Our first filter lasted about 9 months, but bear in mind there are four of us and we are fulltime, that's a lot of use. 

Do a search, there is a lot of info and testimonials in the forums ..


----------



## 89539 (May 27, 2005)

Our latest van had one fitted when we bought it. Can't say that the filtered water tastes any different, but I guess it's knowing that any harmful stuff will be filtered out.

Fitting looks like it couldn't have been more than about a 30-45 min. job in our van.

Pete


----------



## des (Aug 13, 2005)

have had one for 18 months. first class. never buy water, use it for drinking & washing vegetables etc. buys you peace of mind, and saves going to fill a kettle from the tap every time you want a cuppa.

des


----------



## billym (Dec 17, 2005)

I have literally just replaced our filter which is plumbed in line to the kitchen cold tap.

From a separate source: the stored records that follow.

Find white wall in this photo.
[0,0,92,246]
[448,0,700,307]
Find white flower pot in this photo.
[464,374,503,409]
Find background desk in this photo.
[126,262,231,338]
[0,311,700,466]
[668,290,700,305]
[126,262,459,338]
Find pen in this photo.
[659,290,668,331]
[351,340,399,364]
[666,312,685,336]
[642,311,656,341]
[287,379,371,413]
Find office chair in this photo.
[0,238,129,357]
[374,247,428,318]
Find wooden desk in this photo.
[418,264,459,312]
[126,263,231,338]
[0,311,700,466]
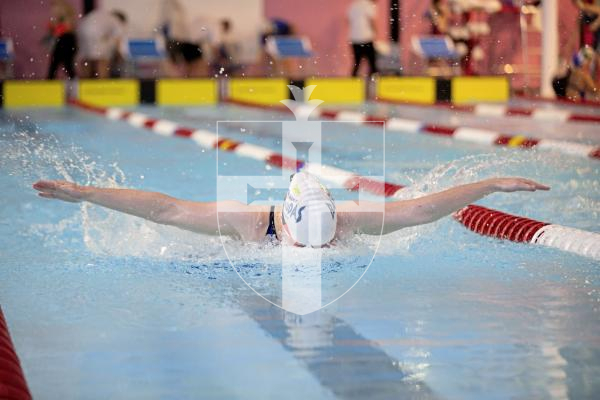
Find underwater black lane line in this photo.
[240,296,438,400]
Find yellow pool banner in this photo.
[376,76,436,104]
[305,78,366,104]
[451,76,510,103]
[227,78,290,105]
[2,80,65,108]
[79,79,140,106]
[156,79,219,106]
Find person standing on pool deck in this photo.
[348,0,377,76]
[33,172,550,248]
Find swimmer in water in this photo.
[33,172,550,248]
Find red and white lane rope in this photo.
[378,99,600,124]
[0,308,31,400]
[228,100,600,160]
[454,205,600,260]
[70,101,600,259]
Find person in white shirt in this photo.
[348,0,377,76]
[159,0,207,78]
[77,10,127,78]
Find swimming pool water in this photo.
[0,104,600,399]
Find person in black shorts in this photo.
[161,0,205,78]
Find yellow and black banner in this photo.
[2,80,65,108]
[376,76,437,104]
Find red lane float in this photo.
[377,98,600,124]
[454,205,600,260]
[0,308,31,400]
[228,100,600,159]
[70,100,600,259]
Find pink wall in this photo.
[265,0,429,76]
[0,0,83,79]
[0,0,577,79]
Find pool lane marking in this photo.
[228,100,600,159]
[376,99,600,124]
[69,100,600,259]
[514,94,600,108]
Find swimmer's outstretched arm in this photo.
[33,181,257,240]
[346,178,550,235]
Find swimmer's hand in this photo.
[33,181,87,203]
[488,178,550,192]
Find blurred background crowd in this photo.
[0,0,600,100]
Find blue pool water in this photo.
[0,104,600,399]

This one lasted 8 months ( family of 4 fulltiming )

Nature Pure is brilliant. What did we do before it ?


----------



## artona (Jan 19, 2006)

Hi

As another fulltiming we too fitted one. I am not the greatest DIYer but fitted it no problem.

We move around quite a bit and I used to always fell a bit "dicky" when using water from a new area. The nature pure has sorted this out


stew


----------



## wobby (May 1, 2005)

I think the above posts say it all, I have one and would recommend that you buy one, worth every penny for peace of mind and NO DELI BELLY. 

Wobby


----------



## Snelly (Aug 20, 2005)

We have one on our mh. I drink a lot of water and juice, so a clean supply is a must. If we hadn't had a nature pure fitted, I may of gone for something by www.prosep.co.uk who do domestic home filter systems that can be adjusted for use in motorhomes. They are about the same price as nature pure to buy, but the fiters are a lot cheaper, saving money in the long run. We had a "chem-pro" basic tapped system fitted at our last house.


----------



## 106389 (Aug 11, 2007)

Can you fit the Nature Pure with tap to any system, I think our 2007 van may have a microswitch on the taps, I read somewhere that it was not for microswitches. 
Any advice would be much appreciated.
Paul


----------



## 97984 (Mar 5, 2006)

If memory serves me correctly, I think you fit a separate tap which is taken directly from the cold water supply below the sink? I am planning to buy/fit a nature pure system when we get our new van so hopefully will know more then. I sure someone on here will clarify the fitting procedure shortly though.


----------



## 106389 (Aug 11, 2007)

Hi Chris,
But the water is isn't under pressure, it uses a pump which is triggered electronically when you turn the tap on, I don't think the Nature pure taps have this micro switch. I'm no expert all this is just my thinking, I'm hoping someone with more knowledge can help us.
Paul


----------



## 97984 (Mar 5, 2006)

Hi Paul,

I see what you are saying. Hopefully someone who has the system fitted can point us in the right direction :?


----------



## Scotjimland (May 23, 2005)

PaulandJackie said:


> Can you fit the Nature Pure with tap to any system, I think our 2007 van may have a microswitch on the taps, I read somewhere that it was not for microswitches.
> Any advice would be much appreciated.
> Paul


If you have micro switch taps you can buy the filter unit without a tap and fit it in line with your cold tap..

see here for details

http://www.motorcaravanning.co.uk/shopuk/water_filters.htm


----------



## 106389 (Aug 11, 2007)

Thanks Jim,
What are microswitch taps, are they the ones that when you turn the tap on it switches the pump on? if so that is what we've got but ideally i want a separate tap for the Nature Pure.
I thought all motorhomes & caravan watter systems worked the say way with these microswitches & pumps.
Paul


----------



## Scotjimland (May 23, 2005)

Hi Paul.. 

There are two systems.

1. Pressurised systems that have a pump that switches on when it senses a pressure drop in the line, ie when you open a tap. 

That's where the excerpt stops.